Sejatinya, pihak Eropa sekarang berencana untuk menunda masa dimulainya implementasi mekanisme ini. Hal ini terutama mengingat ancaman Tehran untuk menarik diri dari NPT jika masalah nuklir Iran dirujuk ke Dewan Keamanan PBB. Menteri Luar Negeri Iran Mohammad Javad Zarif pada hari Senin, 20 Januari, menyinggung perlakuan Eropa yang ilegal dan tidak dapat diterima dalam masalah JCPOA, mengatakan, "Jika berkas Iran dikirim ke Dewan Keamanan PBB, Tehran akan keluar dari Traktat Non-Proliferasi Nuklir (NPT)."

Troika Eropa secara resmi meminta Borrell pada hari Selasa, 14 Januari, sebagai tanggapan terhadap langkah kelima pengurangan kewajiban JCPOA Iran, untuk memulai mekanisme penyelesaian sengketa kesepakatan nuklir.

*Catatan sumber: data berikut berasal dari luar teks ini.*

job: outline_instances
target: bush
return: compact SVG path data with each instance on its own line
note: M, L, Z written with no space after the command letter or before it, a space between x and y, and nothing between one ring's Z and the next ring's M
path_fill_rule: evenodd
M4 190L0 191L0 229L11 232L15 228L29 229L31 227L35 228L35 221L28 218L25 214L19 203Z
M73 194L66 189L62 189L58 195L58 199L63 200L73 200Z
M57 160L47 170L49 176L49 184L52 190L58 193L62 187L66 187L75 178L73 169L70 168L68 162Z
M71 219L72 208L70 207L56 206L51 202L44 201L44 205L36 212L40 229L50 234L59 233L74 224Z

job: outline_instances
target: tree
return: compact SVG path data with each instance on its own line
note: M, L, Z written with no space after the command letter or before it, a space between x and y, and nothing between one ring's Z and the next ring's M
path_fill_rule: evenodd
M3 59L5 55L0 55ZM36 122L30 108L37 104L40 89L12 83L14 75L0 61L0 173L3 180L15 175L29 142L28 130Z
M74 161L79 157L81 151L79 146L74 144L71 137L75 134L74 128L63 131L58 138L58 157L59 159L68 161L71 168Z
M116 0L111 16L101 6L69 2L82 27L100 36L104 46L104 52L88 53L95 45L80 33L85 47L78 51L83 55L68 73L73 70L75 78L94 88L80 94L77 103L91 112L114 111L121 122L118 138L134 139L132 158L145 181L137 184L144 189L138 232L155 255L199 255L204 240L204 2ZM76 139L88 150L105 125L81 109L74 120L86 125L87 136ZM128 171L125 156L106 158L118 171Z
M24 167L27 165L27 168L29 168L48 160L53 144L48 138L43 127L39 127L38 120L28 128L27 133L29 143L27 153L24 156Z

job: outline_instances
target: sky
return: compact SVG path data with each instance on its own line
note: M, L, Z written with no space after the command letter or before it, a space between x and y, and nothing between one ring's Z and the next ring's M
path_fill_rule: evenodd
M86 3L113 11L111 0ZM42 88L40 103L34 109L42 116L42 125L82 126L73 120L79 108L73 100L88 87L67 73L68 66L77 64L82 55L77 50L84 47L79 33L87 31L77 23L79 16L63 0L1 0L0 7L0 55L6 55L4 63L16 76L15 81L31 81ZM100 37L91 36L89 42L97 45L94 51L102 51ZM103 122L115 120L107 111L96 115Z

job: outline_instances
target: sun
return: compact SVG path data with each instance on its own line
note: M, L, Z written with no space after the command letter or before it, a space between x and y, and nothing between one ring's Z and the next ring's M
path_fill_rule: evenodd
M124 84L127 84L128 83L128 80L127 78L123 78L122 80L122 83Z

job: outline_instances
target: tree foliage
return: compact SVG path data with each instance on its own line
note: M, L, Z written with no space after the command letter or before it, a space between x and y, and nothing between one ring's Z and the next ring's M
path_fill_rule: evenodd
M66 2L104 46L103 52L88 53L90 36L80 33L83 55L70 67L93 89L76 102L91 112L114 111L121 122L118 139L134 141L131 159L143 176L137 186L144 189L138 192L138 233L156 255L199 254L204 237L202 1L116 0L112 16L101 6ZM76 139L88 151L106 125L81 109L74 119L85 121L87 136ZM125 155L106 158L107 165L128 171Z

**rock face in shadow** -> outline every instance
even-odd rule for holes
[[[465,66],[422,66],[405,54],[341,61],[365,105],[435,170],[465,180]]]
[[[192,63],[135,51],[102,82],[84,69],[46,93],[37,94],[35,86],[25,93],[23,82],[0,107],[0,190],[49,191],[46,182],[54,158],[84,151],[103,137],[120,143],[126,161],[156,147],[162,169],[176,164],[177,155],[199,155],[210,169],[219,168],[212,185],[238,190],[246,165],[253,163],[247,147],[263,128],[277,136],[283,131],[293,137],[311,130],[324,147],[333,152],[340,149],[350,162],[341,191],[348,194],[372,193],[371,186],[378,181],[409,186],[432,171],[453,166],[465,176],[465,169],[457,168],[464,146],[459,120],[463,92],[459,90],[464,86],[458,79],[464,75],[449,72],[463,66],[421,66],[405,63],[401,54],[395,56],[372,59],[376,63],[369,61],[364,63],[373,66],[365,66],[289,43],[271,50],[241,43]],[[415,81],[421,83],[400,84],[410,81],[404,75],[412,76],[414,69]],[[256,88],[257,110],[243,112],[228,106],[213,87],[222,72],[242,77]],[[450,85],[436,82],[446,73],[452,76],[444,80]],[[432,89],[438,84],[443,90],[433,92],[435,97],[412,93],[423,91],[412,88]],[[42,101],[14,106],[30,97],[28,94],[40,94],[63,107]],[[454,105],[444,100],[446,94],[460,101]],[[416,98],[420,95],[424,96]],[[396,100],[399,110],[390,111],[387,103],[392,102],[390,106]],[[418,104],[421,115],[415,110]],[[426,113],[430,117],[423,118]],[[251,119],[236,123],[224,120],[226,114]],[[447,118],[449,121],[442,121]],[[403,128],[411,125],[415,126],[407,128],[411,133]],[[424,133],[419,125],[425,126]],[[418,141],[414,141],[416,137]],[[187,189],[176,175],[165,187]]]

Proses ini pada akhirnya akan mengembalikan kedua pihak ke kondisi sebelum adanya kesepakatan nuklir bila sengketa antara keduanya tetap ada. Itu berarti bahwa pembatasan nuklir Iran telah dicabut dan resolusi Dewan Keamanan PBB yang saat ini ditangguhkan akan dihidupkan kembali.

Sikap terbaru kepala kebijakan luar negeri Uni Eropa disampaikan ketika beberapa pemimpin Eropa telah mengambil keputusan yang jelas sesuai dengan sikap AS terkait JCPOA, yang bertumpu pada meninggalkan kesepakatan ini dan menyetujui kesepakatan baru dengan Iran, yang menurut mereka mencakup pembatasan permanen pada program nuklir Iran dan masalah-masalah seperti program rudal dan kebijakan regional Iran.

Perdana Menteri Inggris Boris Johnson, dalam sebuah pernyataan yang baru-baru ini disambut oleh Presiden AS Donald Trump, menegaskan bahwa kesepakatan JCPOA harus diganti dengan "Kesepakatan Trump". Presiden Perancis Emmanuel Macron, sekalipun mengklaim keinginan untuk mempertahankan JCPOA, tetapi bersikeras bahwa kesepakatan itu harus dilengkapi dengan perjanjian masa depan jangka panjang JCPOA serta aktivitas rudal dan regional Iran.

Bendera Inggris, Jerman dan Perancis (Troika Eropa0

Sikap ini menunjukkan bahwa dalam hati pihak Eropa memiliki tuntutan yang sama dengan Washington terhadap Iran, tetapi secara lahiriah berusaha menampakkan dirinya bersikeras mempertahankan JCPOA. Sekalipun demikian, pihak Eropa sekarang berada di persimpangan jalan untuk memenuhi komitmen mereka atau bergabung dengan AS.

Jika pihak Eropa benar-benar ingin mempertahankan JCPOA, sebagai ganti dari mengejar mekanisme penyelesaian sengketa JCPOA, mereka harus memenuhi kewajibannya, khususnya terkait implementasi yang efektif dari mekanisme khusus interaksi keuangan dan bisnis dengan Iran yang disebut INSTEX.